More info.
I understand the basic idea of overloading where I can have
a procedure name used more than once, each having a different
number and/or types of parameters, and possibly different
return types.
But in this example, both procedures are type bool,
they both have void or no parameters,
and they only return a value with no other variables
affected.
I did get this responce from another source; but its
in C++ "jiberish" that I'm still trying to digest.
=============================================================
From "Effective C++":
<quote>
The purpose of const member functions, of course, is to specify which member
functions may be invoked on const objects. Many people overlook the fact
that member functions differing only in their const-ness can be overloaded,
however, this is an important feature of C++. Consider the String class
once again:
class String {
public:
...
// operator[] for non-const objects
char& operator[](int position)
{ return data[ position ];}
// operator[] for const objects
const char& operator[](int position) const
{ return data[ position ];}
private:
char *data;
};
String s1 = "Hello";
cout << s1[0]; // calls non-const String::operator[]

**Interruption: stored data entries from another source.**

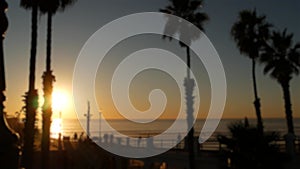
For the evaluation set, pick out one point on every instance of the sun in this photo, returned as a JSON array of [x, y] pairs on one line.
[[60, 101]]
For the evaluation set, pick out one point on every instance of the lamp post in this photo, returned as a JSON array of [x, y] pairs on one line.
[[88, 118], [9, 149], [100, 126]]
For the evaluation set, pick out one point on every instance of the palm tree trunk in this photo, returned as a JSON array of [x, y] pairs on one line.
[[260, 126], [288, 106], [189, 86], [31, 97], [48, 79]]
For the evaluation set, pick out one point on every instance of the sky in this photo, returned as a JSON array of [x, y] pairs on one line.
[[73, 27]]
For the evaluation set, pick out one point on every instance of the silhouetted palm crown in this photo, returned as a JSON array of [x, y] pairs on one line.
[[250, 32], [281, 58], [53, 6], [188, 10]]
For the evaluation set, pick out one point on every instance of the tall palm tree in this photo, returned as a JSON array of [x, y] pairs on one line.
[[282, 63], [31, 97], [50, 8], [190, 11], [250, 33]]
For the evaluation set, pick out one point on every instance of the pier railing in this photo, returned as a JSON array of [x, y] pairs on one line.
[[212, 144]]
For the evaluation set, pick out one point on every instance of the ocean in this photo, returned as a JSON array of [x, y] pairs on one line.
[[70, 126]]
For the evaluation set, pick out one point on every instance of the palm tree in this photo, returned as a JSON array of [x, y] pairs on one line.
[[250, 33], [49, 8], [282, 62], [31, 97], [190, 11]]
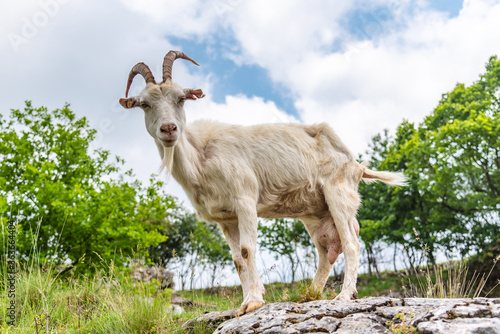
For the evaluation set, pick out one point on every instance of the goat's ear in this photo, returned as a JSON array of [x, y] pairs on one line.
[[193, 94], [130, 102]]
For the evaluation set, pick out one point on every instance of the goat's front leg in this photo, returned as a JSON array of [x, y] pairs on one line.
[[247, 225], [232, 234]]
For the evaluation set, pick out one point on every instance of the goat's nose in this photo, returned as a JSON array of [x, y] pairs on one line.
[[169, 128]]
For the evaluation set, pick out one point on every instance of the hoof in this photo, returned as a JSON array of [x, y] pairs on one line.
[[251, 306], [346, 295]]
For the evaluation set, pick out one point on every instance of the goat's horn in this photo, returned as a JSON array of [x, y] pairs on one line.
[[143, 70], [168, 61]]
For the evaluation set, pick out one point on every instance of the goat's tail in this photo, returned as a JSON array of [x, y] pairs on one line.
[[390, 178]]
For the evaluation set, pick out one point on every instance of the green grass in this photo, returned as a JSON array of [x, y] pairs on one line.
[[110, 302]]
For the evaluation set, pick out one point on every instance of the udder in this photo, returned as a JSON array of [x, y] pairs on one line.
[[328, 237]]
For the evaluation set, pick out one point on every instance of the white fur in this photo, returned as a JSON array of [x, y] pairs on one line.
[[235, 174]]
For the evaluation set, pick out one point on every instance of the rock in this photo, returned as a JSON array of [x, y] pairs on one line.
[[367, 315]]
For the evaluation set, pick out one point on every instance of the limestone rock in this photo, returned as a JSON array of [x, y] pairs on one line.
[[368, 315]]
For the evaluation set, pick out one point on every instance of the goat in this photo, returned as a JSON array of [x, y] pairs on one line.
[[234, 174]]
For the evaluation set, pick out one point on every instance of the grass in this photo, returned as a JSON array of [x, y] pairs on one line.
[[111, 302]]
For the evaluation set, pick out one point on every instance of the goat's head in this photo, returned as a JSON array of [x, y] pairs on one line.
[[163, 103]]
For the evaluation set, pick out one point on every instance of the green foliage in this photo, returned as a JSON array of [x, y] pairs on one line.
[[109, 302], [452, 160], [56, 188], [209, 245], [285, 237], [178, 229]]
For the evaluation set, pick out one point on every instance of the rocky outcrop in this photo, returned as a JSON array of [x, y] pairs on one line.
[[368, 315]]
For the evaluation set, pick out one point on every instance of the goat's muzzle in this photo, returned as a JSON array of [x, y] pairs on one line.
[[168, 134]]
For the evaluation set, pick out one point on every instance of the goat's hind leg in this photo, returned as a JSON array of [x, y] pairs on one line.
[[232, 235], [343, 201], [247, 225], [321, 236]]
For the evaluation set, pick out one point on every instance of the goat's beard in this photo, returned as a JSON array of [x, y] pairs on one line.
[[168, 160]]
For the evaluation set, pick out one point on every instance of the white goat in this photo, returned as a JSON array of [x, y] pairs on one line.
[[233, 174]]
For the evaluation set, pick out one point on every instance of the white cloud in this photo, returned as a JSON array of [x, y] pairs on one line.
[[369, 85], [84, 50]]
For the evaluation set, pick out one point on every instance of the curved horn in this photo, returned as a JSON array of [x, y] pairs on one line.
[[142, 69], [168, 61]]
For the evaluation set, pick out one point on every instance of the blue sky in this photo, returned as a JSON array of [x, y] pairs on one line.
[[364, 23], [361, 66]]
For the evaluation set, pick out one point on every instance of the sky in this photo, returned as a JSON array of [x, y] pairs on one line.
[[362, 66]]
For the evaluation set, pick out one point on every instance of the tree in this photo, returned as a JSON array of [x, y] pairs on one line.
[[55, 187], [209, 244], [178, 230], [284, 237], [452, 160]]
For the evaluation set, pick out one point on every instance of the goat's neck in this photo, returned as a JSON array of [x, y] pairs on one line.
[[186, 162]]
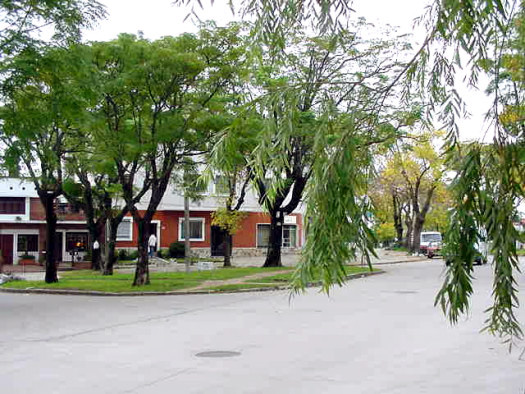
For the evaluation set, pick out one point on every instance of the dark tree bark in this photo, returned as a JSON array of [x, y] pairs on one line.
[[228, 245], [419, 219], [142, 269], [398, 224], [273, 254], [110, 244], [48, 200], [409, 225]]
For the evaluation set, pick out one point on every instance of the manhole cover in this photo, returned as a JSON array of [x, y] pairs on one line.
[[218, 353]]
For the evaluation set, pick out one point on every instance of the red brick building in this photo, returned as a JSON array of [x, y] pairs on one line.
[[23, 230]]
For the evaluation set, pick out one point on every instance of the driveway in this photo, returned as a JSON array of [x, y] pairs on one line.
[[379, 334]]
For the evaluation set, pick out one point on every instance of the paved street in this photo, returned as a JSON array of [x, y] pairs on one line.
[[380, 334]]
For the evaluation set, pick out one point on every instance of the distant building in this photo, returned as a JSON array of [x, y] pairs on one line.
[[23, 230]]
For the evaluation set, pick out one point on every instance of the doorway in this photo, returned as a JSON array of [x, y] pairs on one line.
[[218, 237], [6, 246], [59, 241], [153, 230]]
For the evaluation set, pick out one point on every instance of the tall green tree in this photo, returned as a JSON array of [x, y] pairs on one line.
[[162, 99], [21, 22], [482, 32], [43, 121]]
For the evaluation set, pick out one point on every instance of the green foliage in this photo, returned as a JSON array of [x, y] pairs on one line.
[[385, 232], [22, 20]]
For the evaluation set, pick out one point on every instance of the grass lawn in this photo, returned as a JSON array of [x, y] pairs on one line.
[[120, 282], [285, 278]]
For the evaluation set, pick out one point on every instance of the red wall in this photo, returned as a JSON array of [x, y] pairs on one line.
[[37, 212], [246, 237]]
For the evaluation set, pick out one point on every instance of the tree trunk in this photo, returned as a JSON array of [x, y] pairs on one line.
[[51, 235], [110, 246], [187, 246], [142, 270], [94, 234], [398, 224], [418, 228], [228, 243], [273, 255]]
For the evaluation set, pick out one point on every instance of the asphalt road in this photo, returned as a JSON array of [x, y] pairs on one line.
[[380, 334]]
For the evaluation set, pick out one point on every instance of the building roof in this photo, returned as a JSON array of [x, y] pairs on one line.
[[15, 187]]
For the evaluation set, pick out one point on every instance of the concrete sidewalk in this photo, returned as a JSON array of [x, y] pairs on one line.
[[288, 260]]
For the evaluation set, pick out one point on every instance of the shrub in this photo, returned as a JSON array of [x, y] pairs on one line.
[[176, 250], [163, 253], [87, 255], [123, 254]]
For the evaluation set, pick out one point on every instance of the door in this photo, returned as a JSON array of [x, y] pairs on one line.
[[6, 246], [153, 230], [218, 237], [58, 247]]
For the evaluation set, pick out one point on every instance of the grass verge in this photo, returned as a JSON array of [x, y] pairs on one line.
[[121, 282], [285, 278]]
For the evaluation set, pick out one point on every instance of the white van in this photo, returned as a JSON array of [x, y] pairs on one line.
[[429, 237]]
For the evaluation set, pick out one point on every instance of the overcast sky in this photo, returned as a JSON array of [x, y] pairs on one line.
[[157, 18]]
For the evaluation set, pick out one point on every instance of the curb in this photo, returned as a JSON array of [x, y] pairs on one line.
[[170, 293]]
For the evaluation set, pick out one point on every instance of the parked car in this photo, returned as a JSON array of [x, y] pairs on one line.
[[431, 239], [479, 259], [434, 249]]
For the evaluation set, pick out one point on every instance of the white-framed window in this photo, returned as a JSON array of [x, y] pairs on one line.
[[289, 239], [197, 230], [221, 185], [125, 230]]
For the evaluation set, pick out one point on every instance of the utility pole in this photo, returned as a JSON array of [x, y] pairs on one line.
[[187, 249]]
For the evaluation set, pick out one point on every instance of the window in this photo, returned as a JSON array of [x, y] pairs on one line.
[[125, 230], [12, 206], [222, 185], [196, 229], [27, 243], [263, 235], [289, 236], [76, 241]]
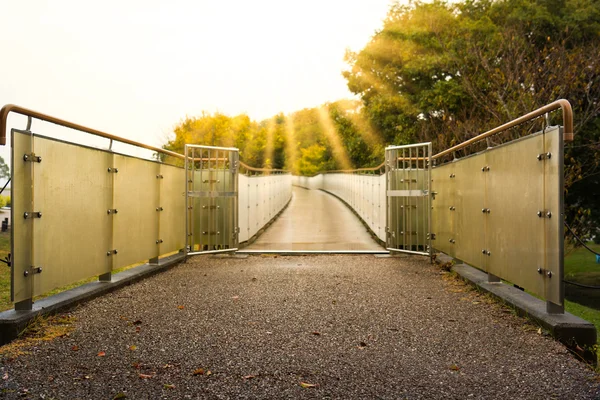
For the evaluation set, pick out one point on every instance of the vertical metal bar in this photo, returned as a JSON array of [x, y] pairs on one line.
[[429, 198]]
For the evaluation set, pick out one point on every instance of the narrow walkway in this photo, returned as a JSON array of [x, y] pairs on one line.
[[355, 327], [315, 220]]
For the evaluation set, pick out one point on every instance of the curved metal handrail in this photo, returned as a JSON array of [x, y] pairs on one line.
[[567, 125], [7, 109]]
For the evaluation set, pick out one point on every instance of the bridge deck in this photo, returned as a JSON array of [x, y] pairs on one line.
[[315, 220], [359, 327]]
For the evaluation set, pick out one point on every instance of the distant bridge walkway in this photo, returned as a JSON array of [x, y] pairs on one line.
[[316, 221]]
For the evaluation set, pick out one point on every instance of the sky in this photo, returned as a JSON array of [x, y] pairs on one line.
[[136, 68]]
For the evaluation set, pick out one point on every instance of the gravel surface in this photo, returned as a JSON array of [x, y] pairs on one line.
[[357, 327]]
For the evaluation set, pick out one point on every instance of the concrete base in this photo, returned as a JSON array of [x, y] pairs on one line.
[[13, 322], [569, 329]]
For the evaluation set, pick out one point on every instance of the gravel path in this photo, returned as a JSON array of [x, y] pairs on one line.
[[357, 327]]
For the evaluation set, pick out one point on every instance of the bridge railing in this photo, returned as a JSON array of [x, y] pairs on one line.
[[80, 211], [501, 209]]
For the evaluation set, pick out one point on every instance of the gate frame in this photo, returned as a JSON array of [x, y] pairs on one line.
[[235, 227], [427, 193]]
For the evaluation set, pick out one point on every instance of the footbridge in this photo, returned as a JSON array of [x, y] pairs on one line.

const String s2 = "World";
cout << s2[0]; // calls const String::operator[]
By overloading operator[] and giving the different versions different return
values, you are able to have const and non-const Strings handled
differently:
String s = "Hello"; // non-const String object
cout << s[0]; // fine - reading a non-const String
s[0] = 'x'; // fine - writing a non-const String
const String cs = "World"; // const String object
cout << cs[0]; // fine - reading a const String
cs[0] = 'x'; // error! - writing a const String
By the way, note that the error here has only to do with the return value of
the operator[] that is called; the calls to operator[] themselves are all
fine. The error arises out of an attempt to make an assignment to a const
char&, because that's the return value from the const version of operator[].
</quote>
I hope this helps, essentially it looks like in your class, that if someone
creates a const of your class "name", then the isOpen() const; will be
called. If a non-const object of class "name" is created, then isOpen(); is
called instead.
=============================================================
_______________________________________________
Keven Miller [log in to unmask]
-----Original Message-----
From: HP-3000 Systems Discussion [mailto:[log in to unmask]]On
Behalf Of Keven Miller
Sent: Friday, December 17, 2004 12:31 PM
To: [log in to unmask]
Subject: [HP3000-L] C++ class help
I figure I'm strong in C, but this C++ sometimes leaves
me baffled.
I'm looking at a class definition with a method
declared twice. With the only difference, the word const.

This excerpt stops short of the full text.